Mais le plus grand crime de John Wick en ce qui concerne les morts de personnages est la disparition de Iosef Tarasov. Permettez-moi de vous dire rapidement qu’avant de regarder John Wick près de dix ans après sa sortie, je ne savais pas qu’ils avaient tué son chien. Malgré tout le temps que je passe en ligne, j’ai réussi à me tromper sur ce spoiler. Pour une raison ou une autre, j’avais l’impression qu’ils avaient kidnappé la chienne et que tout le voyage de Wick consistait à la récupérer. Quand Iosef a tué Daisy de ses propres mains, j’ai été horrifiée et j’étais en colère. Je voulais que ce salaud paie, comme la plupart d’entre vous, si ce n’est tous, j’imagine. Et pourtant, la mort d’Iosef a été si rapide et si peu impressionnante que j’ai dû rembobiner pour m’assurer que c’était bien lui, et non l’un de ses hommes de main, qui s’était fait tirer dessus. C’est la seule mort qui semble méritée dans tout le film, mais le plaisir de voir enfin Iosef recevoir son châtiment nous est complètement enlevé.

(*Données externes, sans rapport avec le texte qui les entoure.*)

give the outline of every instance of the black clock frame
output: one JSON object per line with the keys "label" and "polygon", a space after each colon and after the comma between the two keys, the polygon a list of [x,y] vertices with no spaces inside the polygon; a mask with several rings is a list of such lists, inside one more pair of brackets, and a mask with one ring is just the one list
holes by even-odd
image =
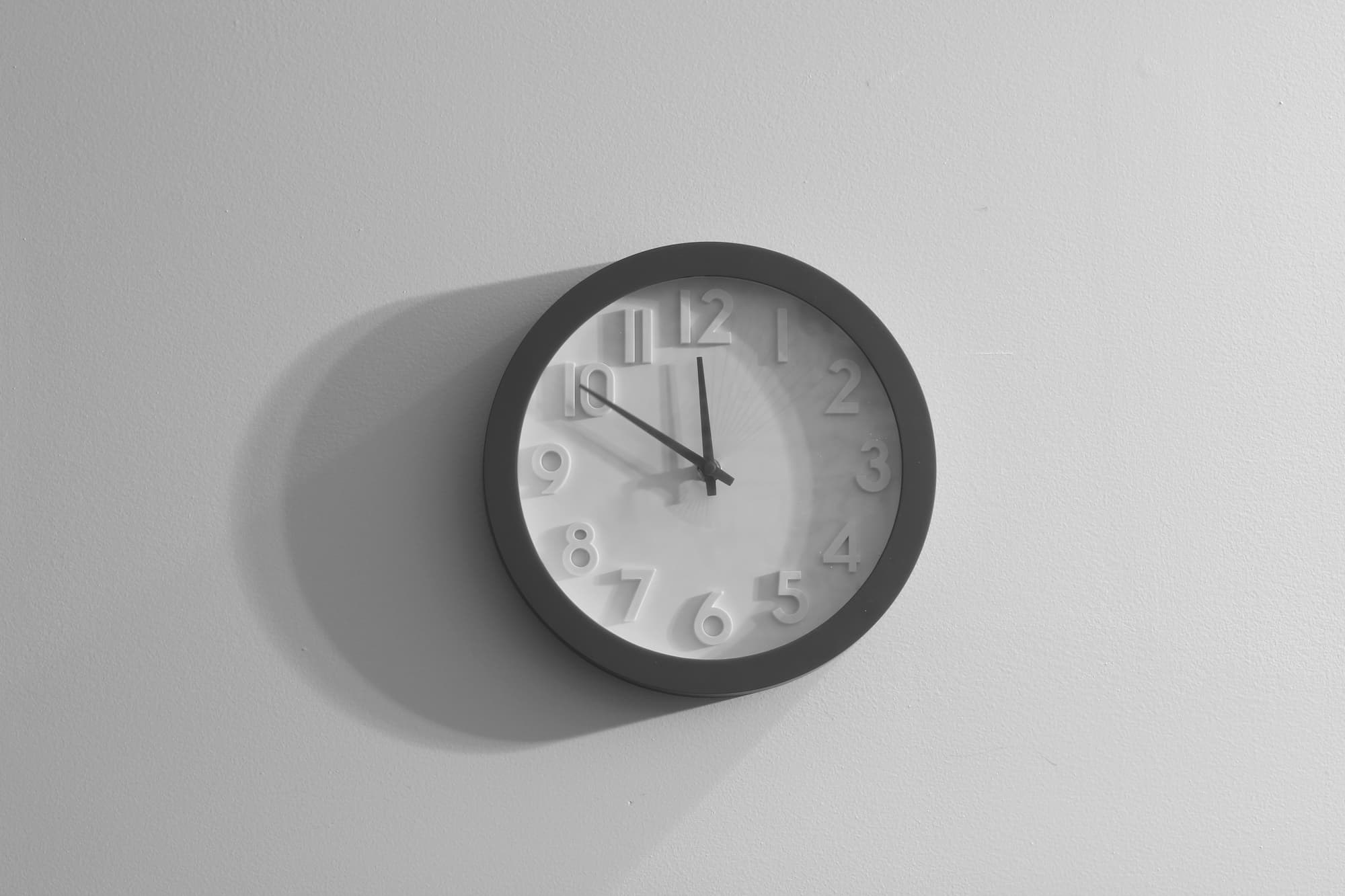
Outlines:
{"label": "black clock frame", "polygon": [[[772,650],[730,659],[689,659],[633,644],[581,611],[546,570],[523,519],[518,451],[523,416],[538,379],[570,334],[638,289],[683,277],[751,280],[796,296],[835,322],[882,382],[901,440],[901,496],[892,535],[855,595],[808,634]],[[878,622],[905,585],[933,513],[933,428],[911,363],[888,328],[854,293],[790,256],[732,242],[650,249],[585,277],[523,336],[495,391],[486,424],[486,513],[506,570],[541,620],[570,648],[628,682],[670,694],[733,697],[773,687],[834,659]]]}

Tout cela n’enlève rien aux mérites de John Wick. Dans l’ensemble, le film reste divertissant, passionnant et souvent très beau à regarder. Et, en tant que parodie, il ne fait aucun doute que John Wick réussit à nous faire rire des absurdités du genre action. Mais en tant que film d’action sérieux, John Wick commet ce qui est peut-être le plus grave des péchés : au lieu de finir en beauté, il s’éteint lentement, laissant les spectateurs vidés au lieu d’être gonflés à bloc. Il s’agit peut-être d’un bon premier épisode pour une saga plus longue, tant il réussit à présenter son univers et son personnage principal. Mais en tant que film indépendant, on a l’impression qu’il manque quelque chose.